The JICA decision has been notified to the Ministry of Finance.

Earlier this year, President Gotabaya Rajapaksa’s administration requested JICA funding for a 220 kilovolt underground cable from Kerawalapitiya to the Colombo Port. While the Government usually sends a list of proposed projects at the beginning of a cycle, this time it only proposed this transmission line to JICA.

However, the Sri Lanka Government also asked Japan for a moratorium on its debt and said that it could not proceed with the JICA-funded light rail project for the next five years — despite the loan agreement having already been signed after months of negotiation — because the government did not have borrowing space.

“GoJ [Government of Japan] has concerns on the current debt situation of the Government of the Democratic Socialist Republic of Sri Lanka (hereinafter referred to as “GoSL) and the financial policy implemented by the new government,” according to a letter from JICA to the Department of External Resources of Sri Lanka’s Finance Ministry.

It refers specifically to Sri Lankan Government’s three “policies and actions” which it says the Government of Japan treats “with gravity”. They are the request for a debt moratorium from the Japanese Government, the construction of new power plants, and the project for the establishment of a light rain transit system in Colombo.

Japan will not grant clearance to proceed to the appraisal stage of Sri Lanka’s request for funding for the ‘Greater Colombo Transmission and Distribution Loss Reduction Project Phase 2’ till “the above-mentioned situations are improved”, JICA says.

But the agency says it is willing to restart the process with relation to the project once the Japanese Government “confirms the situations are improved”.

JICA has turned down project financing before but never over fiscal liability or the Sri Lanka Government requesting a debt moratorium. It is also the first time the Government has stated its financial position is bad.

For instance, JICA refused to back Phase III of the Outer Circular Highway because the Government wanted to bypass its safeguards (it was funded by the Exim Bank of China); and the Moragahakanda dam which was subsequently built by the Sinohydro China Construction Company.

The Japanese Government is worried, not only about the debt situation, but a lack of clarity on Sri Lanka’s power generation plans, authoritative sources said. Multiple projects — including a proposed LNG plant as a joint India-Japan initiative — keep getting floated and dropped.

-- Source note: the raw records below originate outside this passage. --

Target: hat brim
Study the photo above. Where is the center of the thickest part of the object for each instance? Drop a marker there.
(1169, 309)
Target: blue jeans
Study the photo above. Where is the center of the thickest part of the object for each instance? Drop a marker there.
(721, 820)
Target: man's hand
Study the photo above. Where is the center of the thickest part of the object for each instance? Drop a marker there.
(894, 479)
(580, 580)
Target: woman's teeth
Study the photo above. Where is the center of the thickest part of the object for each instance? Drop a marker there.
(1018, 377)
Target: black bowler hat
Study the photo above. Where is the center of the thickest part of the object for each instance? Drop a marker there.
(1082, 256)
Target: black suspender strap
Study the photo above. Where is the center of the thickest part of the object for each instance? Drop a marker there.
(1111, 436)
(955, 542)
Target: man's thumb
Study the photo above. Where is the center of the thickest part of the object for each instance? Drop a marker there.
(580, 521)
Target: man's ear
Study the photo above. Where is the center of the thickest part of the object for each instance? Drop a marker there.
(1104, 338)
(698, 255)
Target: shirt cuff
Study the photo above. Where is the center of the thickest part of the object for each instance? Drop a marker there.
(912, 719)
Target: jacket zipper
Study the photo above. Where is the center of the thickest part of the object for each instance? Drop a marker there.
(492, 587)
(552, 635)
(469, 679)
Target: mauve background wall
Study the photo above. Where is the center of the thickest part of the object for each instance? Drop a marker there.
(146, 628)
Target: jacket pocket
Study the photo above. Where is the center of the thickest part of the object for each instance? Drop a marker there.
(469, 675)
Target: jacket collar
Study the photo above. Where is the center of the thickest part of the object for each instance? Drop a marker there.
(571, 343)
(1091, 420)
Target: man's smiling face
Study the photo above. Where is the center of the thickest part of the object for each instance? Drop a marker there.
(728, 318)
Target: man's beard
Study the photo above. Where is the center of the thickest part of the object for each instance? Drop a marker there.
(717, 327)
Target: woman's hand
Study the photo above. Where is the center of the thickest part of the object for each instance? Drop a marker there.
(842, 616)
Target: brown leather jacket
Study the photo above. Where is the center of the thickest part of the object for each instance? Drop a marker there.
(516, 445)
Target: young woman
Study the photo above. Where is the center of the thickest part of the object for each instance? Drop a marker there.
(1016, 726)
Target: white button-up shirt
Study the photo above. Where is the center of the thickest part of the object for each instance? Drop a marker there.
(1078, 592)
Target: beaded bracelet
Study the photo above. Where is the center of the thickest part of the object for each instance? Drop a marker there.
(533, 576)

The request for a debt moratorium and assertion that the LRT project — which Japan was “keen on” — cannot progress for the next five years indicated that Sri Lanka couldn’t repay what was already borrowed and that there was no fiscal space even to continue ongoing projects, an official source said.

“But they (Government) asked funding for a completely new project where it is not clear what the policy is with regard to generation plans,” the source said. “Separately, they have been approving loans for expensive highway projects.”

“Japan has taken the position that these policy inconsistencies have to be clarified to the satisfaction of the Government of Japan,” he added. “The biggest point for them was the LRT.”